A carbonium ion is a positively charged carbon species in which the carbon atom is bonded to five (or more) atoms or groups, exceeding carbon's normal tetravalency through a three-center two-electron bond. It is a "nonclassical," pentacoordinate carbocation, distinct from the more common trivalent carbenium ion.

In more detail

Carbonium ions form when a strong superacid protonates a saturated C–H or C–C bond of an alkane, adding a fifth bonding partner to carbon; the extra electron pair is delocalized over three centers (C and two H, or C and an H plus a C) rather than localized in a normal two-electron bond. George Olah's superacid studies (using media such as SbF5/FSO3H, "magic acid") first demonstrated these species and earned him the 1994 Nobel Prize in Chemistry. IUPAC nomenclature now reserves "carbonium ion" for these pentacoordinate species, separating it from "carbenium ion," the trivalent sp2 carbocation once also called a carbonium ion in older, looser usage.

Key facts

Formula (parent example)CH5+
Carbon coordinationFive bonds (pentacoordinate)
Key bonding featureThree-center two-electron bond
FieldOrganic Chemistry
Example

Protonation of methane by a superacid produces CH5+ (protonated methane), a carbonium ion in which carbon is bonded to five hydrogens via a three-center two-electron bond involving two of them.

Frequently asked questions

How does a carbonium ion differ from a carbenium ion?

A carbenium ion (e.g., CH3+, (CH3)3C+) is a classical, trivalent, sp2-hybridized carbocation with six valence electrons on carbon.

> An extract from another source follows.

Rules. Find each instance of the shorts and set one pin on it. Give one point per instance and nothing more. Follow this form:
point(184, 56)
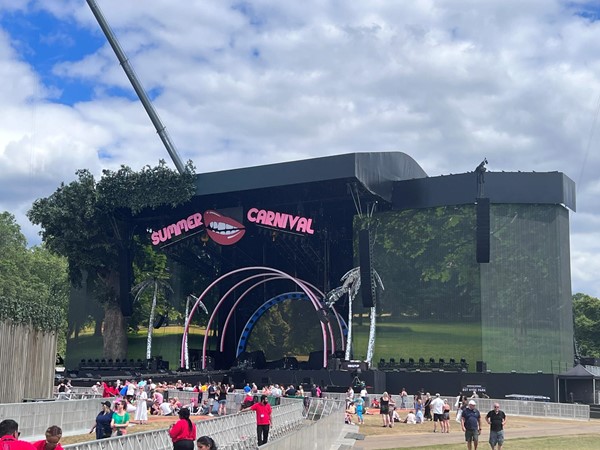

A carbonium ion (e.g., CH5+) is a nonclassical, pentacoordinate cation in which carbon forms five bonds using a three-center two-electron bond.

Why are carbonium ions significant?

They explain how superacids activate normally unreactive alkane C–H and C–C bonds, underpinning processes like isomerization and cracking in petroleum chemistry, and were central to George Olah's Nobel Prize-winning work on carbocation chemistry.